In semantics, reference is generally construed as the relationships between nouns or pronouns and objects that are named by them. Hence, the word "John" refers to the person John. The word "it" refers to some previously specified object. The object referred to is called the referent of the word. Sometimes the word-object relation is called "denotation"; the word denotes the object. The converse relation, the relation from object to word, is called "exemplification"; the object exemplifies what the word denotes. In syntactic analysis, if a word refers to a previous word, the previous word is called the "antecedent".

===Meaning===
Gottlob Frege argued that reference cannot be treated as identical with meaning: "Hesperus" (an ancient Greek name for the evening star) and "Phosphorus" (an ancient Greek name for the morning star) both refer to Venus, but the astronomical fact that '"Hesperus" is "Phosphorus"' can still be informative, even if the "meanings" of "Hesperus" and "Phosphorus" are already known. This problem led Frege to distinguish between the sense and reference of a word.

===Linguistic sign===
The very concept of the linguistic sign is the combination of content and expression, the former of which may refer entities in the world or refer more abstract concepts, e.g. thought.
Certain parts of speech exist only to express reference, namely anaphora such as pronouns. The subset of reflexives expresses co-reference of two participants in a sentence. These could be the agent (actor) and patient (acted on), as in "The man washed himself", the theme and recipient, as in "I showed Mary to herself", or various other possible combinations.

==Computer science==

In computer science, references are data types that refer to an object elsewhere in memory and are used to construct a wide variety of data structures, such as linked lists. Generally, a reference is a value that enables a program to directly access the particular data item. Most programming languages support some form of reference. For the specific type of reference used in the C++ language, see reference (C++).

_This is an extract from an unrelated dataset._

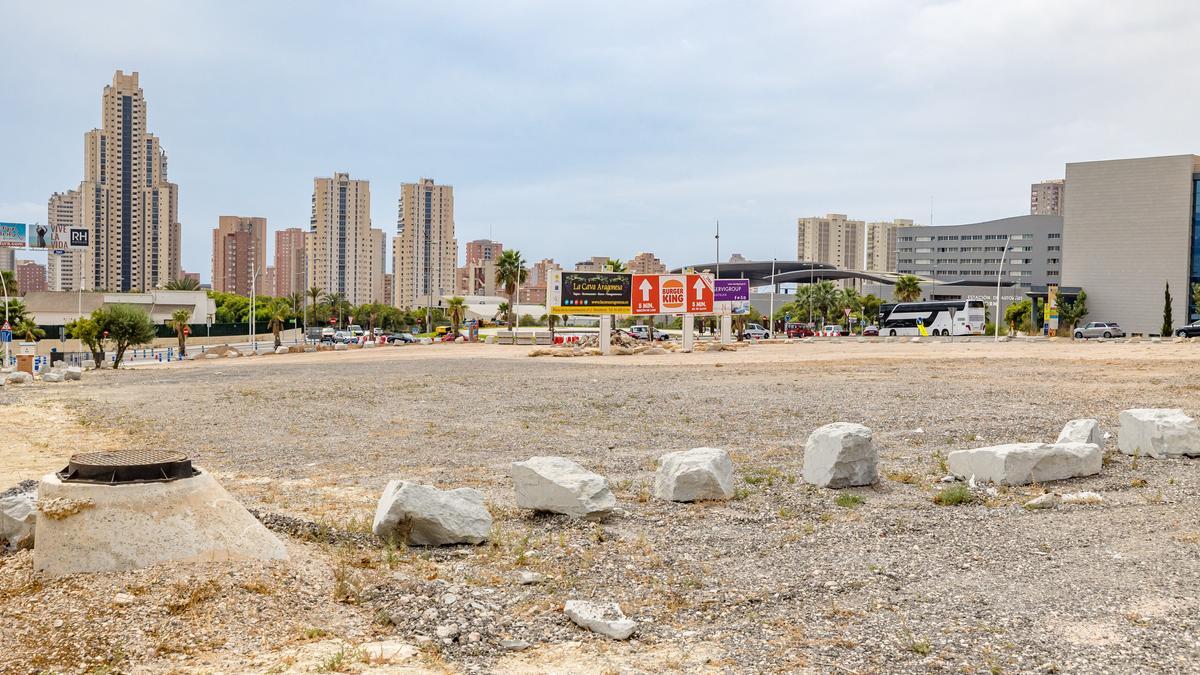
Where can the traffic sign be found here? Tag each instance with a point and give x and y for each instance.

The notion of reference is also important in relational database theory; see referential integrity.

==Library and information sciences==

References to many types of printed matter may come in an electronic or machine-readable form. For books, there exists the ISBN and for journal articles, the Digital object identifier (DOI) is gaining relevance. Information on the Internet may be referred to by a Uniform Resource Identifier (URI).

==Psychology==
In terms of mental processing, a self-reference is used in psychology to establish identification with a mental state during self-analysis. This seeks to allow the individual to develop own frames of reference in a greater state of immediate awareness. However, it can also lead to circular reasoning, preventing evolution of thought.

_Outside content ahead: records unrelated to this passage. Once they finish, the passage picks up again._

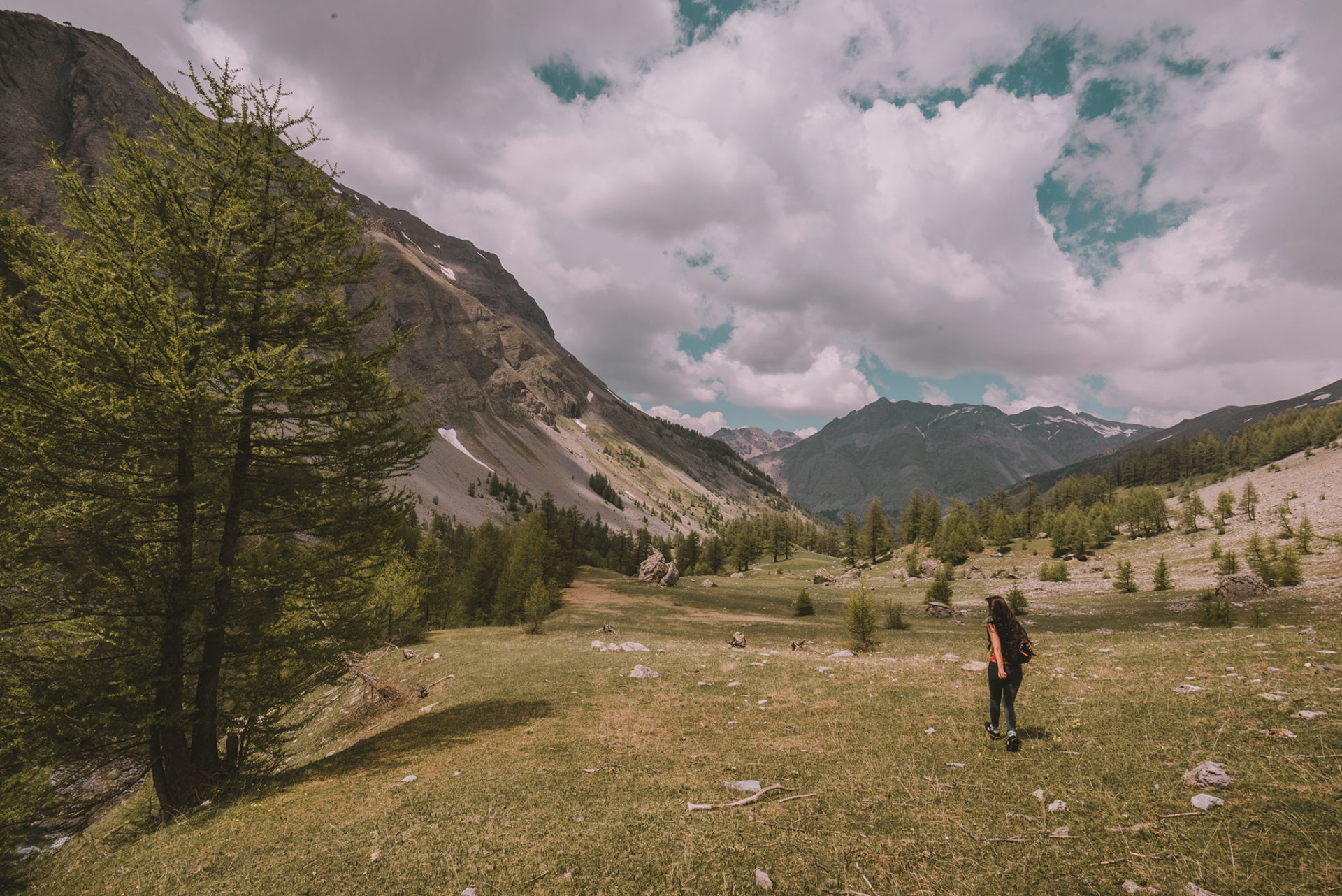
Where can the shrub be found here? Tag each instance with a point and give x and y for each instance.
(859, 620)
(1125, 581)
(1161, 577)
(803, 605)
(1054, 572)
(893, 614)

According to Perceptual Control Theory (PCT), a reference condition is the state toward which a control system's output tends to alter a controlled quantity. The main proposition is that "All behavior is oriented all of the time around the control of certain quantities with respect to specific reference conditions."

==Scholarship==
In academics and scholarship, a reference or bibliographical reference is a piece of information provided in a footnote or bibliography of a written work such as a book, article, essay, report, oration or any other text type, specifying the written work of another person used in the creation of that text. A bibliographical reference mostly includes the full name of the author, the title of their work and the year of publication. The primary purpose of references is to allow readers to examine the sources of a text, either for validity or to learn more about the subject. Such items are often listed at the end of a work in a section marked References or Bibliography.

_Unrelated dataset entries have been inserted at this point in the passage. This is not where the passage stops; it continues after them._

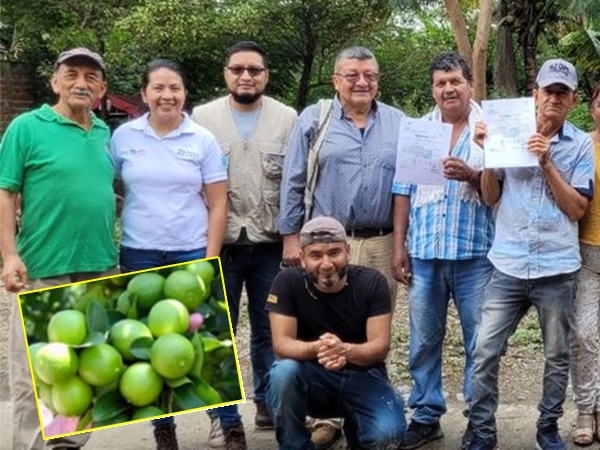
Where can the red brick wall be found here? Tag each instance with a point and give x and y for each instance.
(15, 91)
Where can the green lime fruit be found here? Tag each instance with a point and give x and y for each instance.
(186, 287)
(147, 412)
(172, 355)
(125, 332)
(168, 316)
(148, 288)
(33, 350)
(68, 327)
(204, 269)
(44, 392)
(72, 397)
(55, 362)
(100, 365)
(140, 384)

References are particularly important as for the use of citations, since copying of material by another author without proper reference and / or without required permissions is considered plagiarism, and may be tantamount to copyright infringement, which can be subject to legal proceedings. A reference section contains only those works indeed cited in the main text of a work. In contrast, a bibliographical section often contains works not cited by the author, but used as background reading or listed as potentially useful to the reader.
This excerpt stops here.